You may write your own packages in any language that may be compiled to [WASI](https://wasi.dev), and it isn't much harder than reading the program arguments and `stdin`, and printing the result to `stdout`. More information can be found in [packages/readme](packages/README.md).
The [WASI](https://wasi.dev) binaries are being loaded into the WASM runtime [Wasmer](https://wasmer.io), and runs in a sandboxed environment, giving the appropriate input to `stdin` and capturing `stdout`/`stderr`. Targeting the web (as in the [playground](website)), web bindings are generated for interfacing with the [core](core), and a HTML/CSS/JS site interfaces with these bindings. The project is thus compiled to wasm, and [Wasmer](https://wasmer.io) provides a sandbox for us to control the input to the [WASI](https://wasi.dev) packages.
For bundling the standard packages, if the feature `core/bundle_std_packages` is enabled (which it is by default), all packages are compiled targeting `wasm32-wasi` which yields one `.wasm` file for each package. These packages are then copied into the binary, and will then be loaded by [core](core) the first time a document is compiled.
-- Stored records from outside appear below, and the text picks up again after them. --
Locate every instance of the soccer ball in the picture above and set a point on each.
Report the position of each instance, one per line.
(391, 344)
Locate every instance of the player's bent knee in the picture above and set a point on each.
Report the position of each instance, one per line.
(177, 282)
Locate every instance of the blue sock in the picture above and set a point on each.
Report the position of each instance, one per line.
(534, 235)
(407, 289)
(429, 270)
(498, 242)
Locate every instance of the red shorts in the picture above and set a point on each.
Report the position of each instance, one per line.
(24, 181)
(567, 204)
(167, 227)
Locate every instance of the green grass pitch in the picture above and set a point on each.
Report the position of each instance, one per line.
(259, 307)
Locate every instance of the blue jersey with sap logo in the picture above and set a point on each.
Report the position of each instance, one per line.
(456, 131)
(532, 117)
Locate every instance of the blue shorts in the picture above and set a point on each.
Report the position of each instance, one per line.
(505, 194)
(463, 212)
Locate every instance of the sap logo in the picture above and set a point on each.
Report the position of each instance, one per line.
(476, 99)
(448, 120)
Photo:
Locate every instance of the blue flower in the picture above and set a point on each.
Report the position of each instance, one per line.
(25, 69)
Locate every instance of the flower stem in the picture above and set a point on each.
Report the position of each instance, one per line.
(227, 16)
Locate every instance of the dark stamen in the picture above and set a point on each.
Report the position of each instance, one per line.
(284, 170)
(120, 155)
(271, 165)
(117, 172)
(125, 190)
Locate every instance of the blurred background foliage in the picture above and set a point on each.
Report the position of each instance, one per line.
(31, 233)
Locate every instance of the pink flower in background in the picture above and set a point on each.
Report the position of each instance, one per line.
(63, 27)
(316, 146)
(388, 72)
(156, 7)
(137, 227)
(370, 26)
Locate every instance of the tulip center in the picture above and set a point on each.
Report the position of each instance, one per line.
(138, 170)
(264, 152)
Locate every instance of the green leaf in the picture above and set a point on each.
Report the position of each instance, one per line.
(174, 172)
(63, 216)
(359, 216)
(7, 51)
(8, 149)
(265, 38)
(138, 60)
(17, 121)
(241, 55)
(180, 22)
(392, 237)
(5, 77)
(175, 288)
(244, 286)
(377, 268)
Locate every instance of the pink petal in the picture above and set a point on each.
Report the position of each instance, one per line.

The language itself is completely output-agnostic, meaning that it may support any output format and the syntax doesn't change. Packages, like [`math`](packages/math), declares what output formats their declared modules support (in this case HTML and LaTeX), and will get the desired output format as an argument when called. When the document gets compiled and finds a `[math]` module, [core](core) will check if there is a transform from that module to the wanted output format. This means that even if the package implementing the default `[math]` module doesn't support it, one could just make a new package declaring a transform to the output format of their liking. In addition to this, there are so-called _language packages_ which are packages responsible for transforming tags and other structural components, such as the document itself, to one output format. Examples of these are the [html](packages/html) and [latex](packages/latex) packages, but one could also write a language package of their own, or import one made by another third-party. There is nothing that sets a _language package_ apart from any other package, but the ability to transform the whole document to the final output format as well as transforming tags and such to the final output format. It would thus probably be easy to make a new package supporting output formats like RTF or Markdown.
## License
This project is licensed under [Apache 2.0](LICENSE) license, © 2023 The ModMark Contributors. Third party software is used, which are licensed under their respective licenses, which can be found under [licenses.txt](licenses.txt).